Compiler Directives in the Source Code
Many compilers allow the programmer to insert special instructions to the compiler,
such as instructions to insert a breakpoint, or to include a procedure or function in
line, or to turn debugging on or off (note that if debugging is to be done the compiler
must generate a lot more target machine code to allow this to happen). Sometimes
these are inserted as special comments. For example, a Pascal comment starting with
{? might denote that a compiler directive has been encountered.

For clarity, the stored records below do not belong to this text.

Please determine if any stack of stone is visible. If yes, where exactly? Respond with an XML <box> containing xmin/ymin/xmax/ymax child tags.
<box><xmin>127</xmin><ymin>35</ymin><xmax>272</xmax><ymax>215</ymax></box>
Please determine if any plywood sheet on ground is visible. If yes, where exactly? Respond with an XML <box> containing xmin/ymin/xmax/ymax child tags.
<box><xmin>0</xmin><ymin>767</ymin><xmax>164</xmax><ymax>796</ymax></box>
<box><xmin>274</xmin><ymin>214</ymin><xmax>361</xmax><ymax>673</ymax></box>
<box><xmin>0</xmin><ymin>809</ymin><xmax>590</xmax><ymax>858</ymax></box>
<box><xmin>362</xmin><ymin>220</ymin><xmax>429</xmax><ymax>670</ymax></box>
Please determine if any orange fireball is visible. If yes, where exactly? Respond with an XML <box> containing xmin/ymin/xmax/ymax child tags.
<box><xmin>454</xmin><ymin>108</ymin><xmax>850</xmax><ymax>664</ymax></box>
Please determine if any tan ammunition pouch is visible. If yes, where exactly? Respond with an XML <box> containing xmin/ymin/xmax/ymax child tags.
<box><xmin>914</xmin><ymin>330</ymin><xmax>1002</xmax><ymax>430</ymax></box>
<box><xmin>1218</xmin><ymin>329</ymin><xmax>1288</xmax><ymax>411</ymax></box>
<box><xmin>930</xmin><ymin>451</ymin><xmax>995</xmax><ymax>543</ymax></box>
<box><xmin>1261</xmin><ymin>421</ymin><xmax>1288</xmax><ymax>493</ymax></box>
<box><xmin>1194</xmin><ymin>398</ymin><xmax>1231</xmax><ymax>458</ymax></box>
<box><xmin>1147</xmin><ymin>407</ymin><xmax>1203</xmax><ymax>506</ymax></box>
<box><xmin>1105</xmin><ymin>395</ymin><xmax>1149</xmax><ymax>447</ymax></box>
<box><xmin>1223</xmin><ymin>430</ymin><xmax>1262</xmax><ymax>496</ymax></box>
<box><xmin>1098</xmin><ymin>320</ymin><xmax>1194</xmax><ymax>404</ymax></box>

Other languages have special instructions for compiler directives. In Ada, the
pragma is used for this purpose.
In either case, the scanner cannot simply ignore the compiler directives. It
must scan the following directive and pass it on to the parser so that proper action can
be taken.
Creating a Source Listing File
The scanner may also be called upon to generate a source code listing, which is a copy
of the input file with perhaps some other information made available, such as where errors
were encountered. More elaborate listings that show procedure nesting and so forth
require advanced techniques that we usually leave for the parser.
Creating a "Pretty Print" File
Sometimes a program development environment also provides a way to reformat the source
code into a standard form with standard indentation, standard case for identifiers, and
even color coded phrases. This is usually a separate program that simply converts
the original source program into the formatted form and is not involved with scanning at
all.